At Christmas, God uniquely demonstrates that there’s glory in the small things. He’s the God of the “Wow!” and unbelievable, but not everything meaningful and glorious has to be big. He’s numbered the hairs on your head. He admires the flowers and birds.

Unless we understand this, then just like the rest of Bethlehem, we’ll miss the good things God is doing. We’ll wander through life looking forward to the big, disappointed with the routine and mundane.

But if we understand this, then like the shepherds, we’ll be able to rejoice at the glory in the simple things God is doing.

Christmas Reading: December 17

Jesus said to them again, “Peace to you. As the Father has sent me, I also send you.” (John 20:21 CSB)

Christmas is when God sent His Son into the world. By “world”, of course we mean planet earth. But we mean more than that. Jesus was sent into our broken world. The place where darkness reigns. The place of evil, suffering, pain, and despair.

Jesus came into this world in order to save it. He is the Light that shines in the darkness.

And before Jesus ascended back to His Father, He made this interesting statement— As the Father sent me, I also send you.

Jesus, the true light, sends us to be light. He has entrusted us with the message of reconciliation. We are His ambassadors, as if He’s making His appeal through us.

This has huge implications.

We are to enter dark places. We are to overcome evil in the world with good. We are to shine light on injustice. We are to offer hope to the hurting. We are to live with integrity, compassion, and patience.

Christmas is not passive. For us to truly understand and embrace Christmas, we have to lace up our boots. We have to go. Jesus is sending us, just as He was sent.

Where is He sending you? Where can you be light?


Christmas Reading: December 16

Although I am free from all and not anyone’s slave, I have made myself a slave to everyone, in order to win more people. (1 Corinthians 9:19 CSB)

What’s amazing as you read Paul’s words here, is they could’ve just as easily been spoken by Jesus.

Paul understood that the story of Jesus should change the way we minister to people. When we shape what our ministries look like, we should always start by asking, “What does God’s ministry look like?”

God’s ministry is relatable. In order to care for His people, He identifies with them and walks where they’ve walked. He did this throughout the Old Testament, revealing Himself through various cultural means they would understand. The Bible itself is evidence of this, God speaking a language people can understand.
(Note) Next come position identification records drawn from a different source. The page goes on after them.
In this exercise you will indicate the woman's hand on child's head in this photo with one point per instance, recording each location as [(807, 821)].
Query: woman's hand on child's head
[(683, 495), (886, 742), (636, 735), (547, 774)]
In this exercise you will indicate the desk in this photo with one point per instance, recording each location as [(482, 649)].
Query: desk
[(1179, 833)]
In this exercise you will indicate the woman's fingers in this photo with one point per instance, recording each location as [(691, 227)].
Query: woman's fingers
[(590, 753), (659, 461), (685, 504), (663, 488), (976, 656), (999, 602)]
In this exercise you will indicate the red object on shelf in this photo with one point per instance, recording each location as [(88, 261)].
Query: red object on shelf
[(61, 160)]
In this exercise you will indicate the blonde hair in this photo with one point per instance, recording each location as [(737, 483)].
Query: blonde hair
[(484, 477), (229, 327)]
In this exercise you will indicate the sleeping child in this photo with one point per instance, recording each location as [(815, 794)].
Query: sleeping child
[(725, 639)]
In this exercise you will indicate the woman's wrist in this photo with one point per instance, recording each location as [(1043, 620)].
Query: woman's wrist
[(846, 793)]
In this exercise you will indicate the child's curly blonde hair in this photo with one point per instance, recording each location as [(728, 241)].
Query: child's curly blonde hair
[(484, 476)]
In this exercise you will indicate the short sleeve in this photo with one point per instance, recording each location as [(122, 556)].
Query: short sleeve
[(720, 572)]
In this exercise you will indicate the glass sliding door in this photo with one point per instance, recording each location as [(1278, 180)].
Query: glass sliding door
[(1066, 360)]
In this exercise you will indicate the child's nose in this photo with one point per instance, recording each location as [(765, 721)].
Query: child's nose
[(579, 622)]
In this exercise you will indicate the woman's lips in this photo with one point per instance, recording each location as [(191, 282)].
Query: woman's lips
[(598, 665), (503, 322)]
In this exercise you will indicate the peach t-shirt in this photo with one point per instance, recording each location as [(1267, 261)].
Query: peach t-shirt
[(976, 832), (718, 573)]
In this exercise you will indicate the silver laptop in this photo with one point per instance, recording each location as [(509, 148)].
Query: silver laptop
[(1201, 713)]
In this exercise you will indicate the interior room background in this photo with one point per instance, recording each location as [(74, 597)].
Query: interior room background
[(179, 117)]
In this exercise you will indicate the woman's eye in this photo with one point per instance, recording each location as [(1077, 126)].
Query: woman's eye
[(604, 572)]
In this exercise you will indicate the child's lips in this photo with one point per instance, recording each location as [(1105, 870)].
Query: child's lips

God’s ministry is most evident in the person of Jesus. God became one of us to save us. Though he was free and not anyone’s slave, he made himself a slave to everyone, in order to win more people.

This has huge implications for how we do ministry. 

  • We should be passionate about Bible translation. We should strive to make the gospel accessible in as many languages as possible, because that’s what we see Jesus doing, the Word becoming a man.
  • We should teach and speak in ways people understand. “Church lingo” needs to be carefully thought about. Preachers/teachers need to avoid complicated jargon.
  • We should be present and active in our communities. We should go where people are. We should enter every nation, every culture, every coffee shop, every workout complex, every section of the library, not to condemn, but to make friends and serve.
  • We should be thinking about ways to share the gospel. If your “gospel presentation” is always the “four spiritual laws” or the “Romans road” or something like that, take more time to think about it. How does the gospel apply to these people uniquely? How can you meet them where they are with the gospel?
  • We should be aware of what people in our culture are feeling, and care about what they care about. Even if we eventually disagree with people, we should be empathetic, listen, and seek to understand.

At Christmas, we’re reminded that God relates to us in order to save us. We should look for ways to do the same.